Invadiu a casa. Antes disso frequentou a varanda por anos, em silêncio. Até que um dia voltou a chover depois de tanto tempo, chuva outrora recorrente, hoje recorrente. Inundou a varanda, então abriu a janela e entrou. Do tumulto, silêncio. Invadiu
a casa. Isso há 500 dias. A casa, em silêncio. Fiquei tonto no dia da invasão,
rodou comigo por alguns minutos. Aos poucos o silêncio tomou forma e já dizia devidamente contextualizado. A primeira providência foi encontrar mais uma
cadeira para a cozinha. Uma a mais, um a mais, foi sobrando pouco espaço para o
tumulto, que não acreditava no que estava acontecendo. O silêncio argumentava
que não precisava dizer, era inevitável. Inefável. A cozinha do
café sob medida. A sala do sofá apertado. O banheiro dos xampus tampados. O
quarto dos travesseiros desconjuntados. O agora – desde sempre – nosso cômodo do amor guardado.
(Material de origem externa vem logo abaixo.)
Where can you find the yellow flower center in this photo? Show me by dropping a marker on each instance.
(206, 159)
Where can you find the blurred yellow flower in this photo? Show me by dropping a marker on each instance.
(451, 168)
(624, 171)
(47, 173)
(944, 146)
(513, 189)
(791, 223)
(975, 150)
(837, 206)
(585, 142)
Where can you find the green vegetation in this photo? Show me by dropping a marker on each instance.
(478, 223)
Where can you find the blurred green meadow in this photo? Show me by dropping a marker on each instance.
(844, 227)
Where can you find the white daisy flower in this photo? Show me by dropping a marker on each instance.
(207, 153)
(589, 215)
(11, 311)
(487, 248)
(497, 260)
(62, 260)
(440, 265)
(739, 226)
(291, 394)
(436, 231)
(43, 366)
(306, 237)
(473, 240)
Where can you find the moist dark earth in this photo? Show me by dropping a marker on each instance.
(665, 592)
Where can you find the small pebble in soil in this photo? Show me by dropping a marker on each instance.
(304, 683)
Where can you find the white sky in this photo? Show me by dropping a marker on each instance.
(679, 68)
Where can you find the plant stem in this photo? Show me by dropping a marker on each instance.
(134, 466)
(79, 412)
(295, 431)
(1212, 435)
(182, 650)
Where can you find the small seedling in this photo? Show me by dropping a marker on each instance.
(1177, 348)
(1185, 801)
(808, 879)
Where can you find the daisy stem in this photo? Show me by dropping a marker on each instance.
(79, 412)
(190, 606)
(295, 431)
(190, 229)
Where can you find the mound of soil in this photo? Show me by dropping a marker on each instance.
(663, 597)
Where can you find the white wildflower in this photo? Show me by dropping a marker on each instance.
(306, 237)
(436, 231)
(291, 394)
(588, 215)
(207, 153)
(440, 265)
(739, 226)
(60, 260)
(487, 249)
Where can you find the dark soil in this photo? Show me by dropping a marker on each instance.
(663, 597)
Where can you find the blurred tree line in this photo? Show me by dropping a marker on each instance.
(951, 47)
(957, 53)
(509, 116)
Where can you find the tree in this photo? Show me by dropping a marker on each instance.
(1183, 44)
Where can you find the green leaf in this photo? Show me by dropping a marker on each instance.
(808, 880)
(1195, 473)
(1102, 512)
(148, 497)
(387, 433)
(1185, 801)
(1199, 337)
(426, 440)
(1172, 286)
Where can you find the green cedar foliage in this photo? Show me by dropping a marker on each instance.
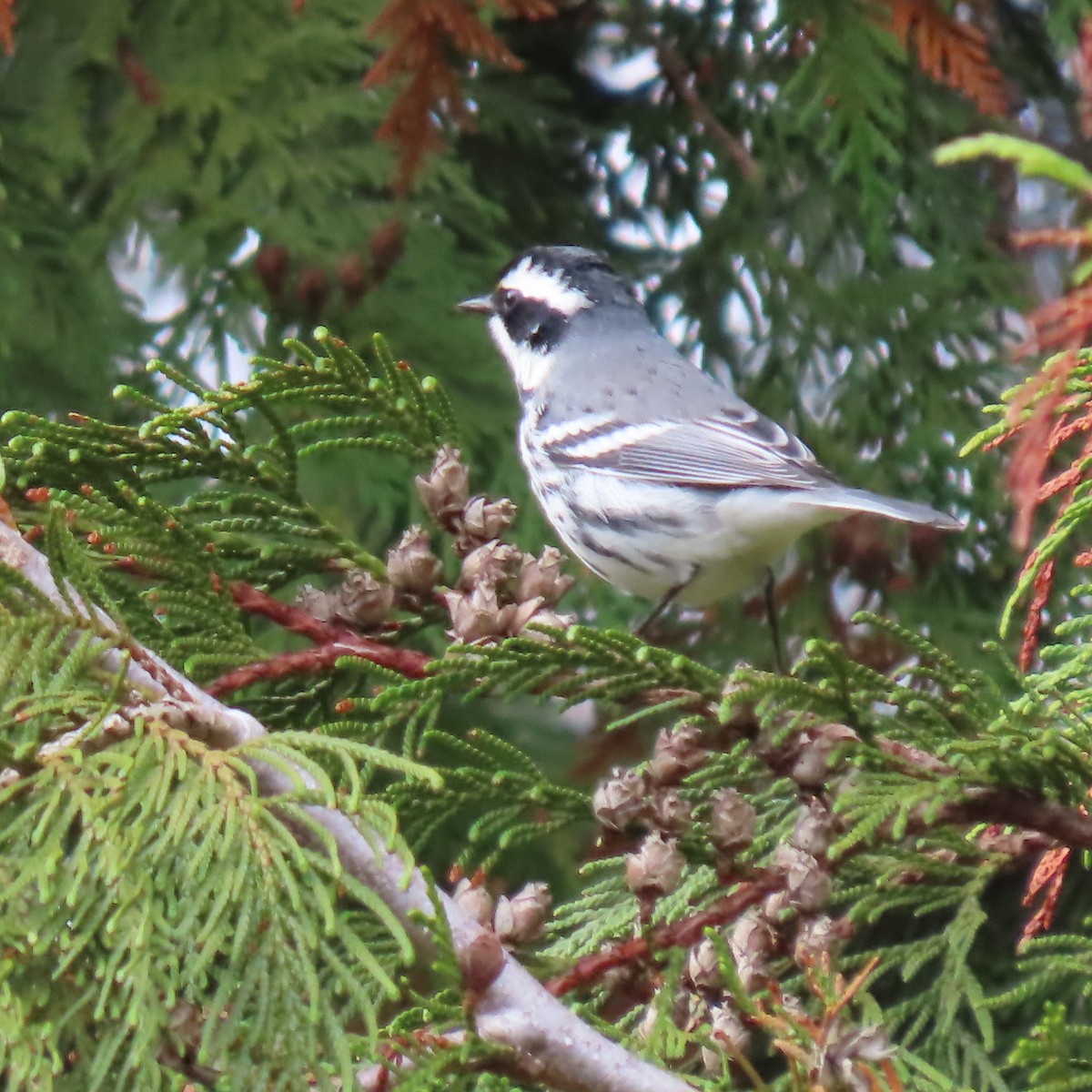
(147, 887)
(156, 915)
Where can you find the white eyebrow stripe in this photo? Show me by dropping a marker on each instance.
(532, 282)
(616, 440)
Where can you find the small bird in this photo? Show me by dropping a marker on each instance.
(659, 479)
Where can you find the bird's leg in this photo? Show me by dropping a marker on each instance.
(669, 599)
(771, 614)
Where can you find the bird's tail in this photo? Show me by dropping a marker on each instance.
(862, 500)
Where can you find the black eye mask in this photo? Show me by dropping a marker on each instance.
(532, 322)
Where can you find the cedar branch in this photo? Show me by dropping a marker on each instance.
(513, 1009)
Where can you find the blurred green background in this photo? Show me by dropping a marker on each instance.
(199, 180)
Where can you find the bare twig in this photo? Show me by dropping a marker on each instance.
(512, 1009)
(682, 82)
(682, 934)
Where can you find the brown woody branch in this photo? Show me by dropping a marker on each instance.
(511, 1009)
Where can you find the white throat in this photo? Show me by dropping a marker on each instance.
(530, 367)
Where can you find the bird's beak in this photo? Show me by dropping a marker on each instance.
(480, 305)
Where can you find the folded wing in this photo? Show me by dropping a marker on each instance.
(734, 448)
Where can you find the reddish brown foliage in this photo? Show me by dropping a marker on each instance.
(950, 52)
(1082, 76)
(8, 26)
(425, 34)
(682, 934)
(1046, 880)
(140, 79)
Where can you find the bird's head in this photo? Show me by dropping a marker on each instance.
(538, 298)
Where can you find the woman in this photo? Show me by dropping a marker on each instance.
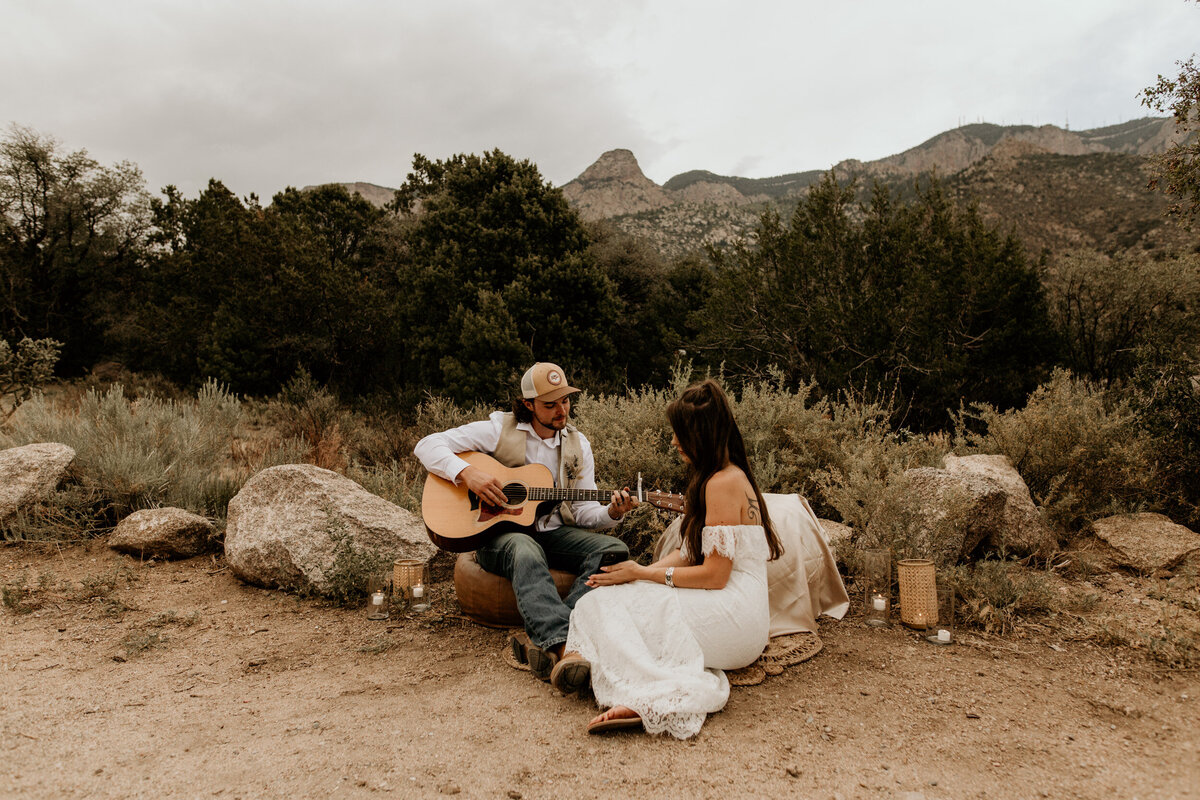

Tranquei nosso oásis. Não há chaveiro, bombeiro, bandido, que abra esse cômodo.
Sem comodismo, é cômodo estar no cômodo. É autossuficiente. Tudo foi plantado
corretamente. Esmerado. Hoje germina amor, colhe felicidade. Isolados. O tempo
escorre rapidamente pela janela levando luas e sóis, estações e anos, enquanto a
chuva ainda lava a varanda. Como Ziusudra sobreviveu e depois mostrou a Gilgamesh sua imortalidade sobre as águas. Aprendeu que isso não é possível para todos.
Num dilúvio de 500 dias e 500 noites.
Num dilúvio de 500 dias e 500 noites.